Sacralità, intesa come espressione della relazione intima tra i partecipanti al convivio nel dì di festa: la tavola imbandita rappresenta una alleanza che suggella i rapporti umani, un patto che li rinsalda e ne scandisce costanza e regolarità. In molte comunità religiose il banchetto accomuna gli adepti nella celebrazione dei rituali previsti. Ma com’è che il nutrimento diviene evocazione di un qualcosa di trascendente? Attraverso il cibo, carni, crude principalmente, ma anche speciali varietà di erbe, verdure o frutta, o particolari preparazioni, l’uomo sente di acquisire un vigore nuovo, che sembra provenire da un altro mondo. Assume “integratori” che lo proteggono e lo fortificano nelle difficoltà; fatte le debite differenze ciò avviene anche nelle situazioni sociali più estreme, dalle ultime tribù di cannibali che mangiano il fegato o il cuore del nemico, agli sportivi della nostra modernissima società…

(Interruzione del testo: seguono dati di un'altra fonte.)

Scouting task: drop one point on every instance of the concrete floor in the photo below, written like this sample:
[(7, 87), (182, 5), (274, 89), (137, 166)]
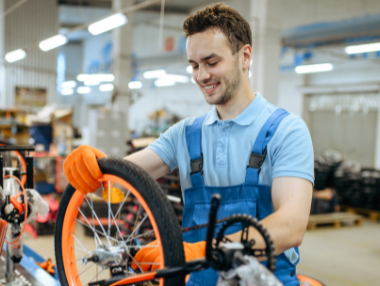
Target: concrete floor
[(348, 256)]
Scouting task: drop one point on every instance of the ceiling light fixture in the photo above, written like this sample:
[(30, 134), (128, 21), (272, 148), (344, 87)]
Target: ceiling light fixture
[(365, 48), (67, 91), (69, 84), (314, 68), (177, 78), (164, 82), (103, 77), (15, 56), (154, 74), (107, 24), (106, 87), (83, 89), (135, 85), (53, 42)]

Il collegamento tra alimenti e rituali nutrizionali ricorre frequentemente nella simbologia mistica di tutti i tempi. Latte innanzitutto: l’allattamento è gesto fondamentale per la vita, simbolo dell’unione più profonda possibile tra due esseri viventi, non solo nutrimento ma anche forma di conoscenza dell’altro. Pane (oltre a manna e quaglie! giacché non di solo pane vive l’uomo ma di tutte le cose che escono dalla bocca di Jahvè), e vino e olio: suggeriscono la transustanziazione dell’Assoluto, ma nascono dalla potenzialità tecnica e produttiva dell’uomo, nel trasformare i prodotti della terra in alimenti che possono essere conservati per goderne appieno anche in tempo di scarsità.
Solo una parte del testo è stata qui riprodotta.